Why you shouldn’t use straws


Straws are innocent enough as it is; they can come in different playful shapes, but something you don’t normally think about is how these little plastic tubes you place in your soft drink affect the environment immensely.

As you may know, ocean life has suffered severely from garbage dumps spilling into these bodies of water. But straws are different from most pieces of trash. They aren’t easily recycled; they aren’t easily decomposed, and they are a threat to marine life.  

Straws use type five plastic, which is not accepted by most recycling companies. Type five plastics are too lightweight to make it through the mechanical recycling sorter. With this, these abominations are disposed of improperly to landfills and end up polluting the oceans.

Plastics never fully degrade, and they aren’t biodegradable. Instead, they break down into little pieces called micro-plastics. Micro-plastics can degrade to be as small as dust, and 94% of U.S. tap water contain micro-plastics. Even if they do break down into itty-bitty pieces, the process takes a long time—about 200 years—and they release toxic chemicals that are deadly to the wildlife. This will take a toll on the generations to come.

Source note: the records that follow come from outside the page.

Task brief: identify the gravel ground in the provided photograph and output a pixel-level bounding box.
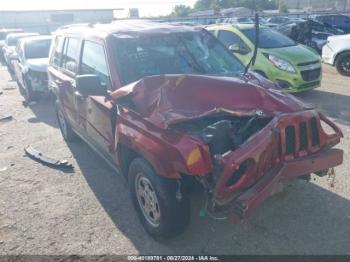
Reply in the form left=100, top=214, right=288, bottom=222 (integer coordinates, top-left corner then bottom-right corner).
left=0, top=66, right=350, bottom=255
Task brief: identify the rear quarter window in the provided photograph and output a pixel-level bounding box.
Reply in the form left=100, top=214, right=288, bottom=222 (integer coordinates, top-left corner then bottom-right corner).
left=50, top=36, right=64, bottom=67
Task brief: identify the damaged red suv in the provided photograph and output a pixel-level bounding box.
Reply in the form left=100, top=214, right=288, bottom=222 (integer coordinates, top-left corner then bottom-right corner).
left=48, top=21, right=343, bottom=237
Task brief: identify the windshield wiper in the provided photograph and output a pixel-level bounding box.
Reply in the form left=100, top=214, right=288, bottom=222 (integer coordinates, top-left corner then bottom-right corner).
left=177, top=37, right=205, bottom=74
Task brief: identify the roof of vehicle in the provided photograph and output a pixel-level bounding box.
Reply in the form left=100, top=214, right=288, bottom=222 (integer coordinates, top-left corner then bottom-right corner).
left=207, top=23, right=269, bottom=30
left=7, top=33, right=39, bottom=38
left=20, top=35, right=52, bottom=42
left=56, top=19, right=198, bottom=38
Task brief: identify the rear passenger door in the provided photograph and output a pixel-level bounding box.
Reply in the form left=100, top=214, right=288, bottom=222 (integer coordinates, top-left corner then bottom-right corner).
left=77, top=40, right=113, bottom=155
left=48, top=37, right=81, bottom=127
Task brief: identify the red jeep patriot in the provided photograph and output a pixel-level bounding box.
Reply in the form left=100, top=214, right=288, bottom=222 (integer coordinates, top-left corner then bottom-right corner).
left=48, top=21, right=343, bottom=237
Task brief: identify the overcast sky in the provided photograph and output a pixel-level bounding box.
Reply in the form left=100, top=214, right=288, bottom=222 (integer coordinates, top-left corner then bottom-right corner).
left=0, top=0, right=195, bottom=16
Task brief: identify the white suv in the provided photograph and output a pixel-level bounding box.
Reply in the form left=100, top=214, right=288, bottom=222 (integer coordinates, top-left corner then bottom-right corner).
left=322, top=34, right=350, bottom=76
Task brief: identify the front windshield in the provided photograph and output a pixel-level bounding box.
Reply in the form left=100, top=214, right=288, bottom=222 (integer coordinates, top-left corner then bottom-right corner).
left=241, top=28, right=296, bottom=48
left=24, top=39, right=51, bottom=59
left=115, top=30, right=244, bottom=85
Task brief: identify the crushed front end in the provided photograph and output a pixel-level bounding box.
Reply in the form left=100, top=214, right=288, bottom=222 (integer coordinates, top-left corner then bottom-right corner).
left=178, top=110, right=343, bottom=222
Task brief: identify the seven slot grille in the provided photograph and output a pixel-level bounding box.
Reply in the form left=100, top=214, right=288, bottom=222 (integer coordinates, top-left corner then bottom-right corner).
left=279, top=117, right=320, bottom=156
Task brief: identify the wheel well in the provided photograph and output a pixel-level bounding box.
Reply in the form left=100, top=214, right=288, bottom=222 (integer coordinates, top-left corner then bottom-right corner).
left=117, top=143, right=139, bottom=178
left=334, top=50, right=350, bottom=65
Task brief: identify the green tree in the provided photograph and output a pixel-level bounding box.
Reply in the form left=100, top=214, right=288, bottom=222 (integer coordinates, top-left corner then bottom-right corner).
left=171, top=5, right=191, bottom=17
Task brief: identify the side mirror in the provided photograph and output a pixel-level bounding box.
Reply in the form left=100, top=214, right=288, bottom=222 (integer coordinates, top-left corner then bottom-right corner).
left=76, top=75, right=107, bottom=96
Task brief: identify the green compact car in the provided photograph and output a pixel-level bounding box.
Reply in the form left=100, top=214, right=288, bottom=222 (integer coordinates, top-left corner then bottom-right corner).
left=206, top=24, right=322, bottom=93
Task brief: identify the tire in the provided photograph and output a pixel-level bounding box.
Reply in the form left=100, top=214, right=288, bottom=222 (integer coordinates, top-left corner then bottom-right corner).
left=335, top=52, right=350, bottom=76
left=128, top=158, right=190, bottom=239
left=56, top=101, right=78, bottom=142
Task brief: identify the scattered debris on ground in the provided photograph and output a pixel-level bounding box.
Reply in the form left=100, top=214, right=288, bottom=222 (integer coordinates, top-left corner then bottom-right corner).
left=24, top=146, right=73, bottom=169
left=22, top=101, right=37, bottom=107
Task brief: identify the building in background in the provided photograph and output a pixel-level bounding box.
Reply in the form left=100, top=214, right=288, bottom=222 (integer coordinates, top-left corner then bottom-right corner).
left=0, top=9, right=115, bottom=34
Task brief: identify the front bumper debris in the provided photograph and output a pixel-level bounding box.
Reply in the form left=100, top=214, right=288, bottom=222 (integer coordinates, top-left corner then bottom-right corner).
left=230, top=149, right=343, bottom=222
left=24, top=146, right=73, bottom=170
left=213, top=110, right=343, bottom=221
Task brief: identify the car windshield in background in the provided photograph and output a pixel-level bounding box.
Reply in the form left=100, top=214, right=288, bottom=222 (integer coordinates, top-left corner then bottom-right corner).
left=242, top=28, right=296, bottom=48
left=0, top=32, right=6, bottom=41
left=24, top=39, right=51, bottom=59
left=115, top=30, right=244, bottom=85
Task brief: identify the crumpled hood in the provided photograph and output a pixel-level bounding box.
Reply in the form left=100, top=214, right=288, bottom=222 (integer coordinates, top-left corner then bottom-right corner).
left=27, top=58, right=49, bottom=72
left=111, top=75, right=311, bottom=128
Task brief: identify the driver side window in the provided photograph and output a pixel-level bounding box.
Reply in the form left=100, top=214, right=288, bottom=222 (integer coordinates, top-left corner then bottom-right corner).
left=80, top=41, right=111, bottom=90
left=218, top=30, right=250, bottom=54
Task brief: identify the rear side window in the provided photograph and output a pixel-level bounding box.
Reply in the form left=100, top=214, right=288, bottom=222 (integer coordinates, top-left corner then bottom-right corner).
left=50, top=36, right=64, bottom=67
left=62, top=38, right=79, bottom=74
left=80, top=41, right=111, bottom=89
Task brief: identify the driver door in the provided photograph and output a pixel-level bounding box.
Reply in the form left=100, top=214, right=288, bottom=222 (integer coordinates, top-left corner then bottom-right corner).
left=77, top=40, right=114, bottom=153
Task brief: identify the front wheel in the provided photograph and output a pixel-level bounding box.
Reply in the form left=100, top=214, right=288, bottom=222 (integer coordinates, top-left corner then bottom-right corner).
left=129, top=158, right=190, bottom=238
left=335, top=52, right=350, bottom=76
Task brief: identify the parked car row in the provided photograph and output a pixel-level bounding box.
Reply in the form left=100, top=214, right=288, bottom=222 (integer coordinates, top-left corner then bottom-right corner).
left=213, top=15, right=350, bottom=77
left=0, top=20, right=343, bottom=238
left=207, top=24, right=322, bottom=93
left=0, top=29, right=52, bottom=101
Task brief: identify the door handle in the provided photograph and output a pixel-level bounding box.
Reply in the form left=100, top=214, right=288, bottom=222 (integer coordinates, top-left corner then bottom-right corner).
left=74, top=91, right=87, bottom=100
left=55, top=79, right=72, bottom=87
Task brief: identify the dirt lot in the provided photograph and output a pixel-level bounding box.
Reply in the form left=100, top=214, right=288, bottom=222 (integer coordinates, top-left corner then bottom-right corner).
left=0, top=66, right=350, bottom=255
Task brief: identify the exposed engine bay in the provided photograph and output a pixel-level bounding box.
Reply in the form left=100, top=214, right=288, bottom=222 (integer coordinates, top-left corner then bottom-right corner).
left=174, top=113, right=272, bottom=156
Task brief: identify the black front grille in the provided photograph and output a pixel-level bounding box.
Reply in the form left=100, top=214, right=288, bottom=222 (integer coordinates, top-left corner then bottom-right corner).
left=278, top=117, right=320, bottom=156
left=301, top=68, right=321, bottom=81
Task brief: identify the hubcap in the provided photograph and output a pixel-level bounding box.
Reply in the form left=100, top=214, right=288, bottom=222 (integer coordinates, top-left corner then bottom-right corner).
left=57, top=110, right=67, bottom=137
left=135, top=173, right=160, bottom=227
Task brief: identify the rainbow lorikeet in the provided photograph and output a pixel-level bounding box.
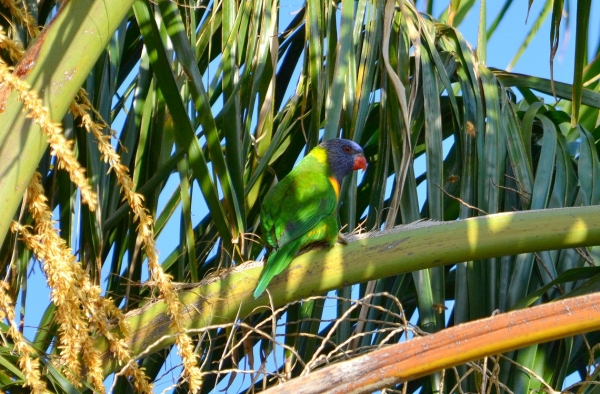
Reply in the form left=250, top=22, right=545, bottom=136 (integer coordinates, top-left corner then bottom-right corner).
left=254, top=138, right=367, bottom=298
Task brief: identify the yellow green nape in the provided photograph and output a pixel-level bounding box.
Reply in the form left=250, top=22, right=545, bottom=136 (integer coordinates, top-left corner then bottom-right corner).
left=329, top=176, right=340, bottom=200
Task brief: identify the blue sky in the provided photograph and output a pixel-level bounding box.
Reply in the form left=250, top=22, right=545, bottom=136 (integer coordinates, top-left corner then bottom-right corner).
left=15, top=0, right=600, bottom=391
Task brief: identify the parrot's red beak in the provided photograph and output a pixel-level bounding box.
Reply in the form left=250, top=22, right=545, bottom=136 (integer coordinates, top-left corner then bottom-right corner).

The animals most affected by this pollution are sea turtles and seabirds, as they are prone to choking on the waste. Seabirds easily pick up the straws,  mistaking it for food and then dying by suffocation. Over one million birds die from this exact situation a year. Unluckily for sea turtles, they not only can die from suffocation but also can have straws embed in their nostrils, making it painful to remove. People have noticed this massive amount of pain inflicted on the environment and the creatures who adopt it; they decided to take a change.

Seattle was the first big city to ban the usage of straws. Starbucks and McDonalds also are taking initiative to wipe their stores clean of straws. But it doesn’t take owning a company or governing a city to make a big change; you can too.

You can help by investing in a reusable straw or not using one at all. Despite its massive cons, straws actually can serve a real purpose. People who have had strokes can use straws as they can help without straining themselves while drinking; this is where reusable straws come in.

Using either stainless steel or glass reusable straws helps, as you don’t need to throw them away, and you can wash them after use. Saying “No thank you!” to waiters passing out straws at restaurants is helpful as well.

Even if you can’t see the problem, that doesn’t mean it’s not there. Soon, it might be right in front of you.